Le PPE et Renew normalisent l’extrême droite, selon les socialistes
Au Parlement européen, le groupe des Socialistes et Démocrates (S&D) a accusé le Parti populaire européen (PPE) et le groupe Renew Europe de contribuer à la normalisation de l’extrême droite et des relations avec la Russie.
Au Parlement européen, le groupe des Socialistes et Démocrates (S&D) a accusé le Parti populaire européen (PPE) et le groupe Renew Europe de contribuer à la normalisation de l’extrême droite et des relations avec la Russie.
Commentant plus spécialement les gouvernements en Italie et en Suède, les socialistes ont demandé aux groupes affiliés au PPE et à Renew de ne pas rejoindre de coalitions d’extrême droite, car celles-ci sapent les valeurs de l’UE et entretiennent des liens avec Moscou.
« Le problème n’est pas qu’ils soient ultra-conservateurs ou eurosceptiques. Ces éléments font partie du pluralisme politique. Le problème est que le populisme d’extrême droite sape les institutions.

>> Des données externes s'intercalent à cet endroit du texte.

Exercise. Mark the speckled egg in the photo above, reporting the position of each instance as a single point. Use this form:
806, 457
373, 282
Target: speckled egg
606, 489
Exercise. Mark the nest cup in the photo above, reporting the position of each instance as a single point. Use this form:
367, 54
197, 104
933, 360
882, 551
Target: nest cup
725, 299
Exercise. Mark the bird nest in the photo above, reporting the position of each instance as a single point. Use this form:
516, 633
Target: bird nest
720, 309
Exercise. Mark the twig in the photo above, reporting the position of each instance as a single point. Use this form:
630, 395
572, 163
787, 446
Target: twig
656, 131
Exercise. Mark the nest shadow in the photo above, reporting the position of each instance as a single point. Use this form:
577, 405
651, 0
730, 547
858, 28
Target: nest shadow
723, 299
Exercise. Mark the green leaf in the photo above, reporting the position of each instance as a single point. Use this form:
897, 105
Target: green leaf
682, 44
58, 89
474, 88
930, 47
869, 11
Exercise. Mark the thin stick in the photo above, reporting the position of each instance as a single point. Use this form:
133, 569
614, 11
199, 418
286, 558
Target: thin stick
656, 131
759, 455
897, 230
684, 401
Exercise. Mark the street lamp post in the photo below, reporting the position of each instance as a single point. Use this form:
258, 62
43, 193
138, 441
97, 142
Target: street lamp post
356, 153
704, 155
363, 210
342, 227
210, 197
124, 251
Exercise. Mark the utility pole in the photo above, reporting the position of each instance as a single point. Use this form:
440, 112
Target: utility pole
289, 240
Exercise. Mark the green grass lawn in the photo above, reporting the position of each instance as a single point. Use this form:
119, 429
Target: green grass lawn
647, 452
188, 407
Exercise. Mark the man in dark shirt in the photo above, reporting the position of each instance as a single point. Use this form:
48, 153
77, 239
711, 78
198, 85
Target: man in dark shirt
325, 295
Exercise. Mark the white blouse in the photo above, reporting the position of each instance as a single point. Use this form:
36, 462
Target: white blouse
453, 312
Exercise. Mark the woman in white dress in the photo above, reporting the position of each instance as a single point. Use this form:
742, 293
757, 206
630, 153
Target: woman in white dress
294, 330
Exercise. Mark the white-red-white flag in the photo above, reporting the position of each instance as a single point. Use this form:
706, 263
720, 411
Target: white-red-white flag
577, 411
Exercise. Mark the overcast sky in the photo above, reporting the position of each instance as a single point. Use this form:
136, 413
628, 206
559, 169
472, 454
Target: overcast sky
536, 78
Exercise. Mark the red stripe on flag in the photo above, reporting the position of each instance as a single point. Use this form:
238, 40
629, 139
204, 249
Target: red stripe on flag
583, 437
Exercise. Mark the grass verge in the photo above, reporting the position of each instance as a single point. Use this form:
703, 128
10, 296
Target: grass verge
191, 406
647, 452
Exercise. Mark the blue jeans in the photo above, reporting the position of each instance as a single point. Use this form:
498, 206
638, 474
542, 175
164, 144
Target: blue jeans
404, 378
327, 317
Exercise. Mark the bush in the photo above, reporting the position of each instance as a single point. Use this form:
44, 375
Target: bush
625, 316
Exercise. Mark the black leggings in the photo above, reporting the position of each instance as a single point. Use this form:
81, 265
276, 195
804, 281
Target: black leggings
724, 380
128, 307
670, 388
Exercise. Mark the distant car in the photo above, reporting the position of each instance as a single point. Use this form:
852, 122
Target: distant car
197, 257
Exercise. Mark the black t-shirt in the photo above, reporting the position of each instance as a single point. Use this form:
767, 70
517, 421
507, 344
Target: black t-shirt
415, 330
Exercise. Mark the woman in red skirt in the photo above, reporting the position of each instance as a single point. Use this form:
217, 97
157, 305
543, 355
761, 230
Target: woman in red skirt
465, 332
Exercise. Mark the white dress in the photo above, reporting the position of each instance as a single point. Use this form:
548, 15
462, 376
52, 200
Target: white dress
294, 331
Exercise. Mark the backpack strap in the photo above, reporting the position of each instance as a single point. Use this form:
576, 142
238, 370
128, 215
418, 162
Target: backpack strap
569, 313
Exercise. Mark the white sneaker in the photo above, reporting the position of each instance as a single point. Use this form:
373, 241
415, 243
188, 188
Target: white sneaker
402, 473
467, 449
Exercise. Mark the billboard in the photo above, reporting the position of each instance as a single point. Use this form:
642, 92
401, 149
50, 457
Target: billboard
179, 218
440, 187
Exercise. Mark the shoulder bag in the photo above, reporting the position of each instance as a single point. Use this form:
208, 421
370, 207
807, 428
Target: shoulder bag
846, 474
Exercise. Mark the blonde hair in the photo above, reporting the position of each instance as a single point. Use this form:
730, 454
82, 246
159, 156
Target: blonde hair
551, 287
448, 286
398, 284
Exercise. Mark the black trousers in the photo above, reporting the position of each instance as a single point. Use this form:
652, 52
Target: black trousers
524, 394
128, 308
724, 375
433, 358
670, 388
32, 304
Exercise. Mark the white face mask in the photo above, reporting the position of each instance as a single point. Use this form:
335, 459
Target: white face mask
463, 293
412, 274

Ils utilisent la démocratie pour affaiblir les libertés et les droits », a déclaré Iratxe Garcia Perez, présidente du groupe S&D, lors d’un débat mercredi (19 octobre).
Le groupe S&D a déclaré dans un communiqué de presse qu’il estime que tout groupe coopérant avec l’extrême droite est « coupable de normaliser les opinions extrémistes dans la société et coupable de saper l’Union européenne et ses valeurs si difficilement acquises ».
Ses membres ont également mis en garde contre les risques de voir l’extrême droite prendre le pouvoir au sein de l’Union, et pas seulement au niveau national.
« Ils sont les amis de [Vladimir] Poutine, qui viole les droits de l’homme et encourage les mouvements anti-système en Europe », a affirmé la cheffe de file du S&D avant d’ajouter : « J’appelle le PPE et Renew à revenir à ce consensus pour continuer à travailler pour une Union de paix et de démocratie. »
Pendant la campagne électorale italienne, le président du PPE, Manfred Weber, avait invité les Italiens à voter pour Forza Italia, garantissant son orientation pro-européenne.
Mardi (18 octobre), il a également adressé ses félicitations au nouveau Premier ministre suédois, Ulf Kristersson (Parti modéré de rassemblement, Moderata samlingspartiet), lors d’un point de presse.
Parallèlement, ce mardi, on apprenait que Silvio Berlusconi avait renoué ses liens avec le président russe et que les deux hommes s’échangeaient même de « gentilles lettres » et des bouteilles d’alcool. Les enregistrements de ses aveux, qui, selon lui, remontent à une autre époque, interviennent dans un contexte de négociations complexes sur les ministères et le pouvoir dans le nouveau gouvernement de celle qui sera probablement la prochaine Première ministre de l’Italie, Giorgia Meloni.
Gaby Bischoff, vice-présidente du groupe S&D, a ajouté que le débat a pour objectif de ramener le PPE et Renew à la raison et à mettre fin à leur coopération avec « les partis extrémistes, fascistes et populistes ».
Elle a également attiré l’attention sur le soutien de M. Weber au parti de M. Berlusconi, qu’elle a qualifié de « soutien d’un gouvernement néo-fasciste de sympathisants de [Vladimir] Poutine » et a déclaré qu’il n’y a pas « de bons et de mauvais extrémistes, contrairement à ce que le leader du PPE laisse entendre dans ses récentes déclarations ».
Le vice-président du PPE, Paulo Rangel, a déclaré face à la presse mercredi qu’il considérait les citations de M. Berlusconi comme personnelles, et il a ajouté que « nous avons une confiance absolue en Antonio Tajani » pour défendre les valeurs de l’UE.
Marco Zanni, eurodéputé membre du parti La Lega (la Ligue italienne) et président du groupe Identité et Démocratie (ID), a confié aux journalistes mercredi qu’il est convaincu que « les tensions entre [Giorgia] Meloni et [Silvio] Berlusconi peuvent être résolues et que ce gouvernement, que le parti La Lega soutient, peut débuter son mandat ».
Dans le même temps, Mme Perez et le S&D ont été critiqués par le PPE pour ne pas avoir adopté une position plus ferme à l’égard du Parti travailliste maltais (Partit Laburista, PL) suite à l’assassinat de la journaliste d’investigation Daphne Caruana Galizia et à la révélation d’une série de problèmes de corruption au plus haut niveau ainsi que pour des problèmes liés à l’état de droit.
Cependant, lors d’un vote au Parlement européen ce jeudi, le groupe socialiste du Parlement européen devrait voter en faveur d’une résolution en 23 points critiquant Malte pour ses dysfonctionnements.